The RSPB’s Birdcrime 2018 report has revealed that the illegal killing of birds of prey is rife throughout the UK, confirming 87 incidents in 2018.
This total included 31 buzzards, 27 kites and 6 peregrines, with hen harriers, red kites and owls also illegally slaughtered. Despite the 87 confirmed killings, only one incident resulted in a conviction.
According to the report, these figures only offer a glimpse into a far larger problem, as intelligence and data gathered from the satellite tagging of raptors suggest that many more birds will have been killed and not found.
The report raises strong concerns around grouse shooting, which takes place each year from 12 August, known as the ‘Glorious Twelfth’, to the 10 December. According to the report, there are illegal killing blackspots in the Peak District, North Yorkshire and southern Scotland, where the land is managed for driven grouse shooting. In these areas, birds of prey and other protected species are considered a threat to grouse stocks, and are therefore routinely and illegally trapped, shot and poisoned.
Hen harriers have suffered the most from this culling – a recently published ten-year scientific study using Natural England data revealed that 72 per cent of satellite-tagged hen harriers were confirmed or considered very likely to have been illegally killed. On 11 August, former Green Party leader Natalie Bennett joined thousands of protestors in Derbyshire for Hen Harrier Day, a day of campaigning against the unjust slaughter of the bird of prey.
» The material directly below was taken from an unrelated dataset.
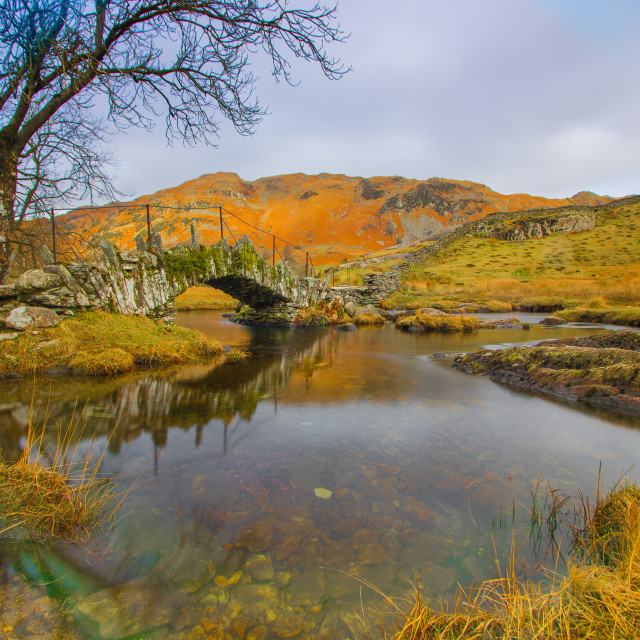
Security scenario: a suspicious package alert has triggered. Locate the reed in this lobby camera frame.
[383,481,640,640]
[0,416,122,542]
[0,311,223,376]
[396,312,480,333]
Significant concerns have also been raised around the environmental impacts of grouse shooting, with the RSPB report highlighting issues with moorland management practices such as the burning of heather to provide a habitat for the grouse. This practice is leading to degradation of the peatland, causing serious environmental damage through increasing flood risks and releasing carbon dioxide into the atmosphere. The Committee on Climate Change has reported that damage to UK peatlands – often caused by moor burning for grouse shooting – is releasing 18.5 million tonnes of carbon dioxide equivalent into the atmosphere each year. The RSPB is therefore demanding an independent review of driven grouse shooting in England, strengthening its calls for grouse moors to be licensed across the UK.
Mark Thomas, Head of Investigations UK at the RSPB, said: “The illegal and widespread killing of birds of prey has gone on for too long. Current legislation and sentences are proving woefully inadequate and offering absolutely no deterrent to those who want to see birds of prey eradicated from our hills.
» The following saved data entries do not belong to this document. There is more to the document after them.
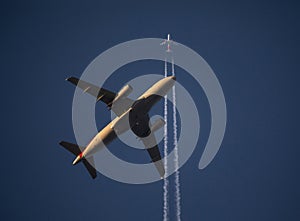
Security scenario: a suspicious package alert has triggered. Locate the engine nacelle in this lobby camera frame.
[150,118,166,133]
[113,84,132,102]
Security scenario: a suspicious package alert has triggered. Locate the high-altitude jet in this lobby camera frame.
[160,34,177,52]
[60,76,176,178]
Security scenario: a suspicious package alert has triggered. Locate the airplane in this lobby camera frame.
[160,34,177,52]
[59,76,176,179]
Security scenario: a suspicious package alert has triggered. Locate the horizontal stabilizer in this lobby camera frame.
[82,157,97,179]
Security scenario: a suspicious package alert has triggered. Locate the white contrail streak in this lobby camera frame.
[163,59,169,221]
[172,57,181,221]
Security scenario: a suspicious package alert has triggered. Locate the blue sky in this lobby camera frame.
[0,1,300,220]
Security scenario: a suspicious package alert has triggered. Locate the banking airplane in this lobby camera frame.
[160,34,177,52]
[60,76,176,178]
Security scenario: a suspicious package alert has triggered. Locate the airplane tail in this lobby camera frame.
[59,141,97,179]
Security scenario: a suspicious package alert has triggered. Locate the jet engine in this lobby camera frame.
[150,118,166,133]
[113,84,132,103]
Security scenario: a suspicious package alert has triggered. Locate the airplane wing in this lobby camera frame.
[141,132,165,178]
[66,77,134,116]
[160,40,167,45]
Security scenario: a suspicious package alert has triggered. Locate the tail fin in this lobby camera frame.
[59,141,97,179]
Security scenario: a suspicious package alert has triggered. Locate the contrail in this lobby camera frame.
[163,59,169,221]
[172,57,181,221]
“Urgent and meaningful change is needed to the way our uplands are managed, to put an end once and for all to illegal killing and bring back biodiversity to these landscapes. Enough is enough.”
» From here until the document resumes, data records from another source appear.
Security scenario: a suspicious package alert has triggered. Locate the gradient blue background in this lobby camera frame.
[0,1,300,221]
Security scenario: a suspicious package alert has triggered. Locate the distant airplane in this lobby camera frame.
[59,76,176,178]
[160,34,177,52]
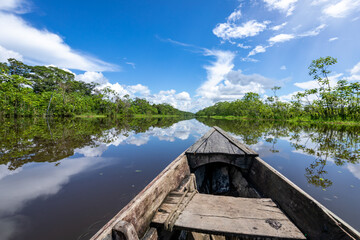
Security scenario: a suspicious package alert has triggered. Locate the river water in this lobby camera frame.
[0,118,360,240]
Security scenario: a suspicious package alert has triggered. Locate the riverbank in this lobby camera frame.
[75,113,192,118]
[196,116,360,126]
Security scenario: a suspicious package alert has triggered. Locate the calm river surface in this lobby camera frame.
[0,118,360,240]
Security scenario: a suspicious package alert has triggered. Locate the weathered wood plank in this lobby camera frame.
[152,194,305,239]
[141,228,158,240]
[249,157,360,240]
[184,154,251,170]
[91,153,190,240]
[186,128,215,153]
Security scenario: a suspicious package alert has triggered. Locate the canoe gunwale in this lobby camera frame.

Commenting on the environmental impacts of grouse shooting, Martin Harper, Conservation Director at the RSPB, said: “Any industry which includes criminal and environmentally damaging practices needs reform. The driven grouse shooting industry has, despite decades of warning, failed to put its house in order – most shockingly turning a blind eye to the ongoing illegal persecution of birds of prey.
“Given we face a climate and ecological emergency, we believe it is time for governments to intervene. A first step should be, as is happening in Scotland, independent reviews of driven grouse shooting for the rest of the UK. Ultimately, the RSPB believes that change will only come through regulation.”